With reality television now a permanent fixture of the industry, it can be easy to forget what the genre looked like when John De Mol’s pioneering Big Brother launched in 1999 on Dutch commercial channel Veronica. Luckily for us, K7 Media’s non-executive director Gary Carter was instrumental in launching the show and spoke about the experience on the Tellycast podcast recently.
Gary explained how he moved to The Netherlands to work for Endemol, after two years at Planet 24 during which he worked on what became Survivor. As an agent, he had worked with Joop van den Ende Productions, and many of the companies which became part of Endemol at that time.
“People are fundamentally weird”, says Gary of the format’s appeal. The development team worked on the psychological basis that people can only socially mask their personality for a limited time. The longer you watch them, the greater the chance you’ll see their true selves revealed. This is, according to Gary, “the key to reality television”.
However selling a format which reversed the normal way of making television, where you typically film as little as possible to save costs, was an uphill struggle. “Nobody knew what the show was…It was very, very difficult to sell”, says Gary. The original plan for the show to run all year was too much for broadcasters to buy into, so the format was “trimmed back” to a three-month run.
This was enough for Veronica to buy in, with De Mol and the broadcaster originally sharing both the costs and ad revenue. The series debuted at the end of summer, 1999, scheduled so the final episode would have the housemates emerge on the eve of the millennium. One particularly interesting nugget of technical history revealed by Gary is that De Mol was more concerned with sound quality than video. With only fixed surveillance cameras many incidents would happen out of view, so it was more important to clearly hear what housemates were saying than to see them at all times.
Gary also describes the moment he knew the format was a success, when a housemate had toothache and opted to have a dentist enter the house rather than leave the show. Simply seeing someone get a filling on TV caused a spike in viewers, suggesting that audiences were truly fascinated by the most mundane activities when filtered through Big Brother’s unique prism.

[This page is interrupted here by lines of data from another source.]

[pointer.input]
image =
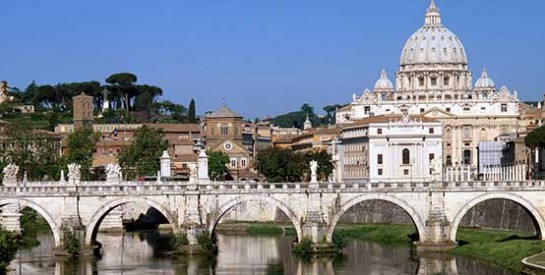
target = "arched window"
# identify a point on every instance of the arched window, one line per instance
(224, 130)
(406, 156)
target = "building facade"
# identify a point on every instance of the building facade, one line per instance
(390, 148)
(433, 80)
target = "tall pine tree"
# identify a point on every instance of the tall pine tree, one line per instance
(191, 116)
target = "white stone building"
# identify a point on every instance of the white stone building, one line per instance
(434, 81)
(390, 148)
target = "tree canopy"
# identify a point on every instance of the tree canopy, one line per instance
(217, 165)
(142, 157)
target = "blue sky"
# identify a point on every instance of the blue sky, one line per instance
(265, 57)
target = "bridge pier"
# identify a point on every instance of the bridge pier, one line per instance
(10, 218)
(315, 227)
(437, 235)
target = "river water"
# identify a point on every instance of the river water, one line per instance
(147, 253)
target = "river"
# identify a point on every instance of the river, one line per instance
(147, 253)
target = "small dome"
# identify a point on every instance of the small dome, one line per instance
(484, 82)
(384, 83)
(433, 43)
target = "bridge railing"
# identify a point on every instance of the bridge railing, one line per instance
(155, 188)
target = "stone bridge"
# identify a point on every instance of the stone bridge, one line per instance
(314, 209)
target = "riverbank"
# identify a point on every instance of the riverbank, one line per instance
(505, 249)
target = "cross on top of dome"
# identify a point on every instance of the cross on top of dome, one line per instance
(433, 17)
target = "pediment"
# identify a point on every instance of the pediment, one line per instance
(438, 113)
(230, 147)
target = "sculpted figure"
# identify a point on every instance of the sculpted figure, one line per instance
(193, 169)
(10, 173)
(74, 171)
(113, 170)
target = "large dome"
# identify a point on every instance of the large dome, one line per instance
(433, 43)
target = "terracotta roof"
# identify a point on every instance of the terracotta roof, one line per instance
(175, 127)
(384, 119)
(224, 111)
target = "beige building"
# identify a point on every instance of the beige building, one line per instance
(434, 80)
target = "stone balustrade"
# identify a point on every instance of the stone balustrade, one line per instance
(93, 188)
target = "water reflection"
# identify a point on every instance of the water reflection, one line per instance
(147, 253)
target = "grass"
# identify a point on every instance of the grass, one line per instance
(502, 248)
(505, 249)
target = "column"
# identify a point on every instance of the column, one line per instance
(10, 218)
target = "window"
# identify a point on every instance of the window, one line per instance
(449, 160)
(224, 129)
(467, 133)
(467, 157)
(406, 156)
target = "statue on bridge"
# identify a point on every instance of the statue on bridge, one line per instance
(313, 171)
(113, 172)
(74, 173)
(10, 174)
(437, 168)
(193, 170)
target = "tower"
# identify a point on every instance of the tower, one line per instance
(83, 111)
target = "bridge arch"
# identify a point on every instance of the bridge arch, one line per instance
(223, 209)
(413, 214)
(94, 222)
(532, 211)
(38, 208)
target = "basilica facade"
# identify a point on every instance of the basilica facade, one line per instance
(434, 81)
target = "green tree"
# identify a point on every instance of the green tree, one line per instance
(141, 158)
(191, 115)
(123, 84)
(217, 165)
(536, 138)
(279, 165)
(8, 249)
(325, 163)
(81, 145)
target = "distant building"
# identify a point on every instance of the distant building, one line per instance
(434, 81)
(83, 111)
(389, 148)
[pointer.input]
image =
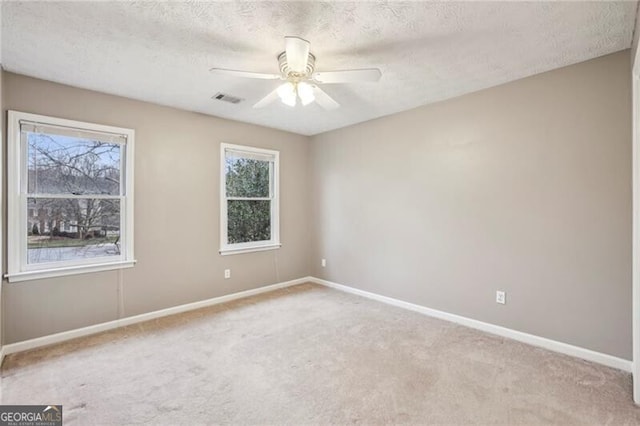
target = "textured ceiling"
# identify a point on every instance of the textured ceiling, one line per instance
(161, 52)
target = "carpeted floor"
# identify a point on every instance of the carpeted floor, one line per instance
(311, 355)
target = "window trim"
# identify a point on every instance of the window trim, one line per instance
(253, 246)
(17, 265)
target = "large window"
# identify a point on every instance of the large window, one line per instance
(249, 199)
(70, 196)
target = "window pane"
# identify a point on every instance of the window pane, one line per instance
(248, 221)
(60, 164)
(72, 229)
(246, 177)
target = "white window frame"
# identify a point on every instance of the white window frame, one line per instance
(274, 242)
(18, 267)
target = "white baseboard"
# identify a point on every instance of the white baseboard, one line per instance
(552, 345)
(93, 329)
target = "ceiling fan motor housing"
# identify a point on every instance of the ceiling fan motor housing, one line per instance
(288, 73)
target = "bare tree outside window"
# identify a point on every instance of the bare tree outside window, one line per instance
(73, 198)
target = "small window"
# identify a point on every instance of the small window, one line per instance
(249, 199)
(70, 197)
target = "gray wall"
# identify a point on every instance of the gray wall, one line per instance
(176, 214)
(3, 153)
(524, 187)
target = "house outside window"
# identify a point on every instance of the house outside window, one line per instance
(70, 197)
(249, 199)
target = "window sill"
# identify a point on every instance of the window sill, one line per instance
(68, 270)
(230, 251)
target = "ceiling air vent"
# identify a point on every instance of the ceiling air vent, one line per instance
(227, 98)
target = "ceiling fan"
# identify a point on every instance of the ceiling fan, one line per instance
(297, 69)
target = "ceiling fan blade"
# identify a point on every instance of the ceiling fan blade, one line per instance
(270, 98)
(297, 50)
(244, 74)
(324, 100)
(348, 76)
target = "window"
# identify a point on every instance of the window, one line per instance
(70, 197)
(248, 199)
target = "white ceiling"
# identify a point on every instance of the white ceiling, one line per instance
(161, 52)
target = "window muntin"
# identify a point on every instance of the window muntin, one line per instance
(249, 199)
(70, 197)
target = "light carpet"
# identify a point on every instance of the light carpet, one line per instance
(312, 355)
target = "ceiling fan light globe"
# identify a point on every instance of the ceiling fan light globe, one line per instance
(305, 91)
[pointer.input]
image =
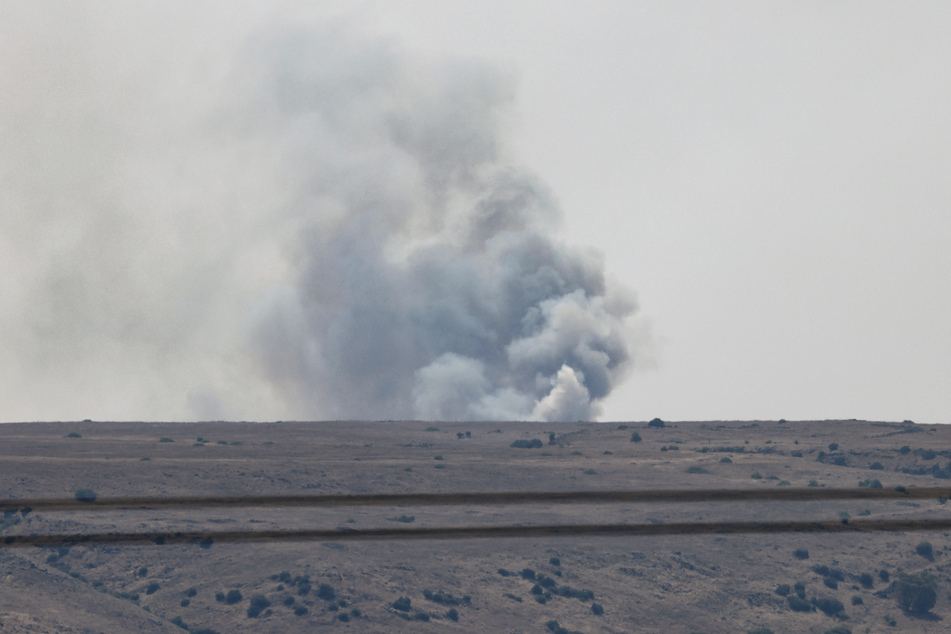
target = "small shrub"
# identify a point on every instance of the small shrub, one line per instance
(829, 606)
(797, 604)
(925, 550)
(85, 495)
(258, 604)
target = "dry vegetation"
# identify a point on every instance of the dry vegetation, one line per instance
(716, 583)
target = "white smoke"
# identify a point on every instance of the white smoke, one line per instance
(316, 225)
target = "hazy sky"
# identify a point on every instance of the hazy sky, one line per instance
(769, 179)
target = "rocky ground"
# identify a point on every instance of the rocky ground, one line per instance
(682, 583)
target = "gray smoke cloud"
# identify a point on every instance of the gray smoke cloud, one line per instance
(309, 224)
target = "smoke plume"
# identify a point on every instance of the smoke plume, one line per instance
(313, 225)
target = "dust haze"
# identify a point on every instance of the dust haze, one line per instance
(265, 218)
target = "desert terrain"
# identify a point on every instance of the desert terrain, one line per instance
(533, 583)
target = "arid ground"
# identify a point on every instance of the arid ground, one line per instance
(649, 583)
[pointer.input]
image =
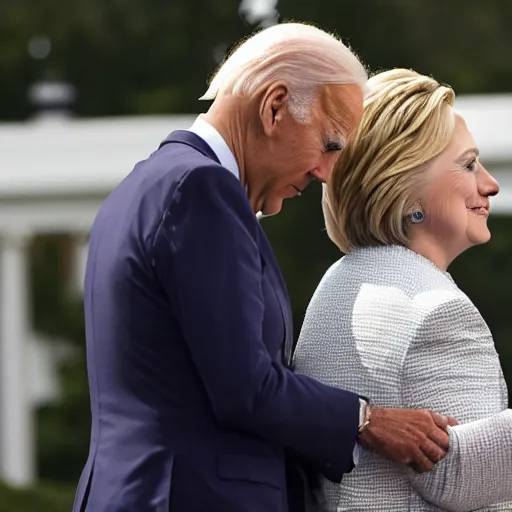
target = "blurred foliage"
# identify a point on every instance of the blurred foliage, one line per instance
(43, 498)
(63, 428)
(129, 57)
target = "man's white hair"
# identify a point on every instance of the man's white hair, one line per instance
(302, 56)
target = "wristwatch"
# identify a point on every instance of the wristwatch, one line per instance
(364, 415)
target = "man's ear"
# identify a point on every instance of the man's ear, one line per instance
(273, 106)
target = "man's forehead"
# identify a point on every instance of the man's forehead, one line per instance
(341, 107)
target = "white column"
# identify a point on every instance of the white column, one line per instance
(80, 250)
(16, 422)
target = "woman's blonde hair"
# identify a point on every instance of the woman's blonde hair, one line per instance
(407, 121)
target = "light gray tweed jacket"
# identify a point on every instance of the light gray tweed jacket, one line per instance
(388, 324)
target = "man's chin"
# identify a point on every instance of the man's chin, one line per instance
(271, 208)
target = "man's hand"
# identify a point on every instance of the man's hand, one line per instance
(415, 438)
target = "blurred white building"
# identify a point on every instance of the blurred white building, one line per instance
(54, 173)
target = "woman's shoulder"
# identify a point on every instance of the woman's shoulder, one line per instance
(392, 266)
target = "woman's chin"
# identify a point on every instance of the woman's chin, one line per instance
(480, 236)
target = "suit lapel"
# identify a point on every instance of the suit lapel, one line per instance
(279, 288)
(278, 285)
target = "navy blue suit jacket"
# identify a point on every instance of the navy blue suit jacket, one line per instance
(187, 321)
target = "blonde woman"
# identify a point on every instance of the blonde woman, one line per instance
(408, 195)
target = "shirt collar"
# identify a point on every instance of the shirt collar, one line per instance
(219, 146)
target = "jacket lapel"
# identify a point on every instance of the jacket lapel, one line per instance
(196, 142)
(279, 288)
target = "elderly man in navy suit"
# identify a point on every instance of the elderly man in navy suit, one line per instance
(189, 330)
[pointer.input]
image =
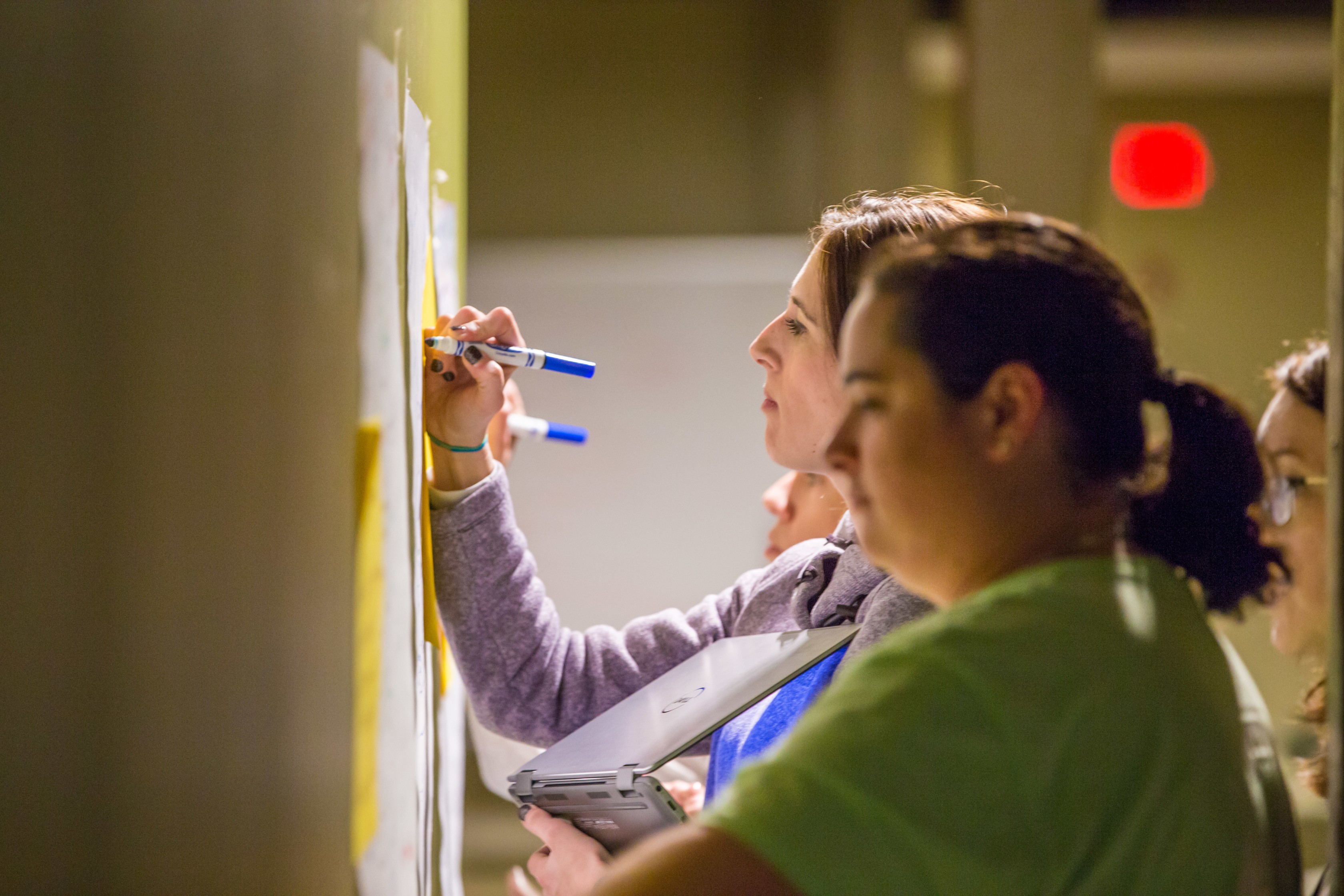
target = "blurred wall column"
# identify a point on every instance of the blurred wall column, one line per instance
(869, 112)
(835, 111)
(178, 291)
(1031, 101)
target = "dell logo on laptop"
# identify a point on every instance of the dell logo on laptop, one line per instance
(684, 699)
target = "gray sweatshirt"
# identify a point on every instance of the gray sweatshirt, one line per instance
(534, 680)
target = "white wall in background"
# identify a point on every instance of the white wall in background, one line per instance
(662, 507)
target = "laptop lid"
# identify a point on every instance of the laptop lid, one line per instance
(686, 704)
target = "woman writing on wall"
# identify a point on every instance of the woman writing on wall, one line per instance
(1066, 722)
(534, 680)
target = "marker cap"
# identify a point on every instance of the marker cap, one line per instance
(566, 433)
(572, 366)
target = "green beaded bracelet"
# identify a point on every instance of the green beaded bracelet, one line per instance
(458, 448)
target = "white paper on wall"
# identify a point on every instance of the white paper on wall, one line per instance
(445, 254)
(416, 146)
(389, 864)
(451, 770)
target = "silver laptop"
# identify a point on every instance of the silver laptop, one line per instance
(601, 777)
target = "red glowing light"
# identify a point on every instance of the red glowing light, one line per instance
(1160, 166)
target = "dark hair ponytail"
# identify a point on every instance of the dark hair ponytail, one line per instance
(1199, 522)
(1035, 291)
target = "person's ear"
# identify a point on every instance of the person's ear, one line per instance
(1010, 408)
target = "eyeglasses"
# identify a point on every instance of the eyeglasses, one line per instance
(1281, 495)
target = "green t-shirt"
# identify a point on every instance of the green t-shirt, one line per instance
(1062, 731)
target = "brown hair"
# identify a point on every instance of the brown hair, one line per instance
(1303, 374)
(1035, 291)
(847, 232)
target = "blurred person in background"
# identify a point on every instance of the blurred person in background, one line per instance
(806, 506)
(1292, 518)
(1066, 722)
(534, 680)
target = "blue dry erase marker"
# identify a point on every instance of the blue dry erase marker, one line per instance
(534, 358)
(538, 429)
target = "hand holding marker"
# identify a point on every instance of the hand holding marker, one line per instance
(521, 425)
(531, 358)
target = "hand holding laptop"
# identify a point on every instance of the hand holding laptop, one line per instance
(569, 863)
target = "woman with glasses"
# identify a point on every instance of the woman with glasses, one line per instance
(1292, 516)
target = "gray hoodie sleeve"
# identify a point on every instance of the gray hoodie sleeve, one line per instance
(530, 678)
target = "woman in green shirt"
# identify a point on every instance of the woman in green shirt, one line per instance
(1066, 722)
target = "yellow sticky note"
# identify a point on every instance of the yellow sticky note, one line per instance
(369, 640)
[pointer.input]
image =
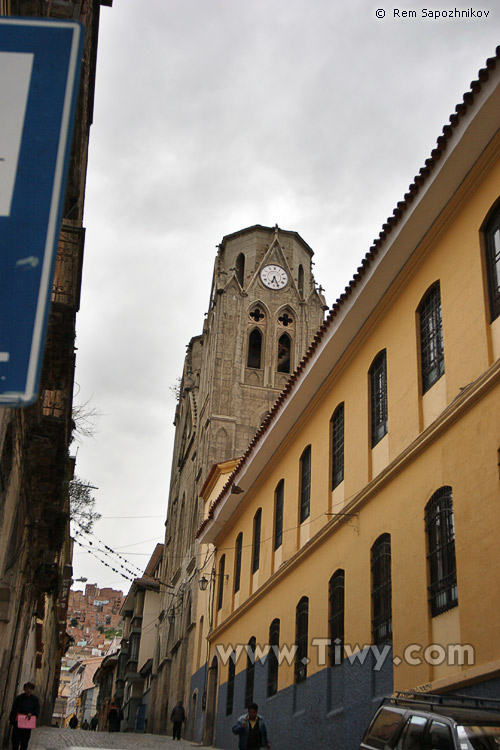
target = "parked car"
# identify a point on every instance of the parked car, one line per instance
(424, 721)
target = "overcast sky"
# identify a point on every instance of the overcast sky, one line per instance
(210, 117)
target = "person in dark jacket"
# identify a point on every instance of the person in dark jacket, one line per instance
(251, 730)
(177, 716)
(26, 705)
(115, 716)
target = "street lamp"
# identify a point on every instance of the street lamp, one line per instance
(203, 583)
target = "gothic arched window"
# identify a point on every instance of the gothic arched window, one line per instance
(301, 280)
(431, 337)
(492, 242)
(240, 268)
(381, 590)
(230, 683)
(250, 671)
(272, 659)
(237, 562)
(305, 484)
(440, 529)
(301, 638)
(336, 587)
(378, 400)
(284, 353)
(254, 349)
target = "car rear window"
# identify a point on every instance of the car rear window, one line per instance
(385, 729)
(481, 737)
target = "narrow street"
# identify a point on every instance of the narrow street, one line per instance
(46, 738)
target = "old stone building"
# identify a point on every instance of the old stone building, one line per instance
(35, 466)
(264, 311)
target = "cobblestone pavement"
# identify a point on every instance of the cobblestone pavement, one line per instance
(46, 738)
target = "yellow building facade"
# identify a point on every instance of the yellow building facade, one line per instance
(358, 535)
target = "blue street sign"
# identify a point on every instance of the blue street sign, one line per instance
(39, 77)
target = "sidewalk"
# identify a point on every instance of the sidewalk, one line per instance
(47, 738)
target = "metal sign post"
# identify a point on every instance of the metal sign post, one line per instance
(39, 76)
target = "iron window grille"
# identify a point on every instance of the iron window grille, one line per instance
(284, 353)
(272, 659)
(250, 672)
(492, 241)
(338, 446)
(440, 527)
(305, 484)
(254, 349)
(230, 684)
(240, 269)
(279, 496)
(431, 338)
(237, 563)
(220, 594)
(336, 596)
(256, 540)
(301, 638)
(381, 590)
(378, 392)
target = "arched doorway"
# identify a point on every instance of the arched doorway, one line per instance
(191, 732)
(210, 714)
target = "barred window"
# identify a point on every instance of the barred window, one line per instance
(381, 590)
(338, 446)
(257, 520)
(301, 638)
(279, 496)
(237, 561)
(272, 659)
(250, 672)
(222, 565)
(284, 353)
(440, 527)
(305, 484)
(230, 683)
(254, 349)
(240, 268)
(431, 338)
(492, 242)
(378, 392)
(336, 590)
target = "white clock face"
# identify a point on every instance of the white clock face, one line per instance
(274, 277)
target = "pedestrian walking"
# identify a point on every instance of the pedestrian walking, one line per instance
(178, 715)
(115, 716)
(251, 730)
(22, 717)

Gary also defends against the enduring criticism that the format was – and is – voyeuristic. “All media has an element of voyeurism”, he insists. “These people are aware of what is happening and are participating willingly. Big Brother proves that speculation about other human beings, about their motivations, about their inner life, about their dreams, how authentic they are, is really close to the heart of most people.”
Still one of the world’s most successful reality formats over two decades later, it’s hard to disagree. The world has changed dramatically since those early series, which aired when the internet was in its infancy and social media didn’t exist, but the allure of watching ordinary people interact is as strong as ever.